17 May 2004
BERLIN – Germany remains a potential target for Islamist extremists with over 30,000 radicals resident in the country, a report by Berlin’s domestic security agency warned Monday.
Although there were no fatal attacks by foreign extremists in Germany during both 2003 and 2002 the danger remains acute, said the annual survey by the Verfassungschutz – Germany’s homeland intelligence service.
“Germany is not only seen as a place to prepare attacks – German government installations could become targets,” said the report.
Berlin’s military role in Afghanistan as well as close ties to the US and Israel put the country in the firing line, the report said.
US, Israeli, British and Jewish facilities in Germany remained under a high level of danger, said the study.
Of the over 3 million Muslims resident in Germany some 31,000 are involved in Islamist groups, the report said.

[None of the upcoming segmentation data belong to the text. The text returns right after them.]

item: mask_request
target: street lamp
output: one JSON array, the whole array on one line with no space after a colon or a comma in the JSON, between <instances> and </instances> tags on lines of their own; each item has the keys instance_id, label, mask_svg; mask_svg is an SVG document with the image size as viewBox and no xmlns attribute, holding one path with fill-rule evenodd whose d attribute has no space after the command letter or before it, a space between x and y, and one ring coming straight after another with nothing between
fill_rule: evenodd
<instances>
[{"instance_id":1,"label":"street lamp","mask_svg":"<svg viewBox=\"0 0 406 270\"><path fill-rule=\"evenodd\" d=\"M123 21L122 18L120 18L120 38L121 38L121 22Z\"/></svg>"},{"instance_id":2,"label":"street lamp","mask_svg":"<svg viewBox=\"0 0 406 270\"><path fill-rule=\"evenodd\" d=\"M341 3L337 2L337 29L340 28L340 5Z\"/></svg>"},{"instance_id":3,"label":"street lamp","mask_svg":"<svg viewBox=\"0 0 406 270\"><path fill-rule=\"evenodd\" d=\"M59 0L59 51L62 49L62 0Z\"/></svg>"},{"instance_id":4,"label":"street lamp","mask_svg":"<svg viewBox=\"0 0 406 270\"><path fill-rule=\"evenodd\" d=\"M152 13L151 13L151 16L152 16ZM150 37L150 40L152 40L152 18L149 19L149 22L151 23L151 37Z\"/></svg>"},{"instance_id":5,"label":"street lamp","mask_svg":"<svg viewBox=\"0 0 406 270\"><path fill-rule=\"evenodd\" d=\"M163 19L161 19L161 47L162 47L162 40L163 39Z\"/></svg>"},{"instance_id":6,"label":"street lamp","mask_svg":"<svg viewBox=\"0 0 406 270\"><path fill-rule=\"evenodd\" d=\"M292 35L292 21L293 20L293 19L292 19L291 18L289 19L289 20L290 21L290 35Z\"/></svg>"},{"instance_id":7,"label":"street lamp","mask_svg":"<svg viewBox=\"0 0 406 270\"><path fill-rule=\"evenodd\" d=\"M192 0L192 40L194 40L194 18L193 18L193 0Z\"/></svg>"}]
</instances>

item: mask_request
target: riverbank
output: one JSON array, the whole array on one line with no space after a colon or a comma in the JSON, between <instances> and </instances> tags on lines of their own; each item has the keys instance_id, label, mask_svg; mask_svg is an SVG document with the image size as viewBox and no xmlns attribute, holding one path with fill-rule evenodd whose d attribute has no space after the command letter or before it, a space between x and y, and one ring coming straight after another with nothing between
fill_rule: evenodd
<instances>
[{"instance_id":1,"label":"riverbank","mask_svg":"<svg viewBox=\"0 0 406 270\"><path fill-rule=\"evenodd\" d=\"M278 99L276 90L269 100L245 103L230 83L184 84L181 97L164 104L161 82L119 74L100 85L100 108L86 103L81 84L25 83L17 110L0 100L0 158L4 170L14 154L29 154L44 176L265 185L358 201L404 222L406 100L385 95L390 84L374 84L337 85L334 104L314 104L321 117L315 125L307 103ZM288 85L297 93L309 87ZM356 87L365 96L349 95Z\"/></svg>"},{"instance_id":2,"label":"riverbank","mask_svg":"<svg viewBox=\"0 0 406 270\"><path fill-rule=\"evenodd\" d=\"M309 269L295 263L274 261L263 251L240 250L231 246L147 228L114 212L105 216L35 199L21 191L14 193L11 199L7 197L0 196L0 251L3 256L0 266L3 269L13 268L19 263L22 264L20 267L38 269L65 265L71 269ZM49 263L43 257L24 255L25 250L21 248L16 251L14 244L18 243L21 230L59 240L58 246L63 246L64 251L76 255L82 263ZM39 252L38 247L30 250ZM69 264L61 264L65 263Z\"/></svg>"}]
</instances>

Germany’s total population is 82 million.
By far the biggest group is the 26,500-member Turkish Islamic Community Milli Goerues (IGMG).

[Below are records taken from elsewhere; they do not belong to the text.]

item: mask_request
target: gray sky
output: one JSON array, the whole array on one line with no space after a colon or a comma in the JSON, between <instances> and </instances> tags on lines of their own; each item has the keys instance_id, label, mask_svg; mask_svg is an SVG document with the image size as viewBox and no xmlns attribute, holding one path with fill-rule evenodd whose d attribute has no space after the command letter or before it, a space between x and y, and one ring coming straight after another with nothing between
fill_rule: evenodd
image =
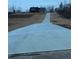
<instances>
[{"instance_id":1,"label":"gray sky","mask_svg":"<svg viewBox=\"0 0 79 59\"><path fill-rule=\"evenodd\" d=\"M68 3L69 0L8 0L8 6L21 9L22 11L28 10L29 7L57 7L61 2Z\"/></svg>"}]
</instances>

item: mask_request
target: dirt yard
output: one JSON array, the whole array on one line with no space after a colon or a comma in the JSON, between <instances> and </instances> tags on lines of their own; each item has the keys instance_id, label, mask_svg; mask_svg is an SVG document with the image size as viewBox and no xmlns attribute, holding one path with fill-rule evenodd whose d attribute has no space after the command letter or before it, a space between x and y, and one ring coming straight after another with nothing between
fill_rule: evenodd
<instances>
[{"instance_id":1,"label":"dirt yard","mask_svg":"<svg viewBox=\"0 0 79 59\"><path fill-rule=\"evenodd\" d=\"M17 17L16 16L13 18L8 18L8 31L12 31L17 28L28 26L34 23L40 23L42 22L44 18L44 14L42 13L31 13L28 15L30 17Z\"/></svg>"},{"instance_id":2,"label":"dirt yard","mask_svg":"<svg viewBox=\"0 0 79 59\"><path fill-rule=\"evenodd\" d=\"M71 20L60 17L57 13L51 13L51 22L63 26L65 28L71 29Z\"/></svg>"}]
</instances>

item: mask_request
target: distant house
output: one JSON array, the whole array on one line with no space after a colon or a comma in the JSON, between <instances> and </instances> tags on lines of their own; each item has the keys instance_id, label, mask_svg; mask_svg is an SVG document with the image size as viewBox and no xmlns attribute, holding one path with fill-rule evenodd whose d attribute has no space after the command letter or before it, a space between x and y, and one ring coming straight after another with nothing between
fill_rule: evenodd
<instances>
[{"instance_id":1,"label":"distant house","mask_svg":"<svg viewBox=\"0 0 79 59\"><path fill-rule=\"evenodd\" d=\"M45 12L45 8L39 8L39 7L31 7L30 12Z\"/></svg>"}]
</instances>

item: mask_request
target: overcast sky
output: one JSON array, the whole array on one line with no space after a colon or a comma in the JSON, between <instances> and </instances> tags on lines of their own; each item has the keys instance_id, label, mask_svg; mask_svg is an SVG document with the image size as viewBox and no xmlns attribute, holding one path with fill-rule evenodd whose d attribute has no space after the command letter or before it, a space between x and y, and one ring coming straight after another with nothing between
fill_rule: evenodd
<instances>
[{"instance_id":1,"label":"overcast sky","mask_svg":"<svg viewBox=\"0 0 79 59\"><path fill-rule=\"evenodd\" d=\"M69 3L69 0L8 0L8 6L21 9L22 11L28 10L29 7L57 7L61 2Z\"/></svg>"}]
</instances>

IGMG poses a special threat because its schools – which preach de facto de-integration of Moslems from German society – reach thousands of non-members, said the report.
Other large Islamic radical groups are the Egytian/Syrian Moslem Brotherhood with 1,300 members; Lebanon’s Hezbollah with 800 members and the Palestinian Hamas movement with about 300 members.
German Chancellor Gerhard Schroeder strongly opposed the Iraq war and the report expressed concern that the worsening situation in Iraq could make the country a centre for Muslim radical efforts aimed at forcing US troops not only out of Baghdad but out of the entire Middle East.
At the same time, the report said that neo-Nazi violence and the number of right-wing extremists declined slightly in Germany last year but remains a cause for concern.
Some 41,500 people were members of right-wing extremist groups at the end of 2003, down from 45,000 a year earlier, said the report by the Verfassungsschutz, Germany’s domestic security agency.
There were 759 reported far-right violent crimes in 2003, down from 772 in the previous year.
“Despite the decline the overall level of far-right acts of violence remains high,” said the report.
In one of last year’s most dramatic incidents, police arrested five neo-Nazis accused of planning a bomb attack on a ceremony to mark the construction of a new Jewish community centre in Munich.
The report underlined that despite the Munich bomb bid, right-wing extremists in Germany have so far shown little interest in turning to terrorist attacks.
By far the biggest number of far-right crimes last year were cases of causing grievous bodily harm (637), followed by arson (24).
On a per capita basis, the economically hard hit eastern state of Brandenburg had the highest level of neo-Nazi violence last year with 3.4 attacks per 100,000 inhabitants.
The lowest level was in the wealthy western city-state of Hamburg with 0.23 attacks.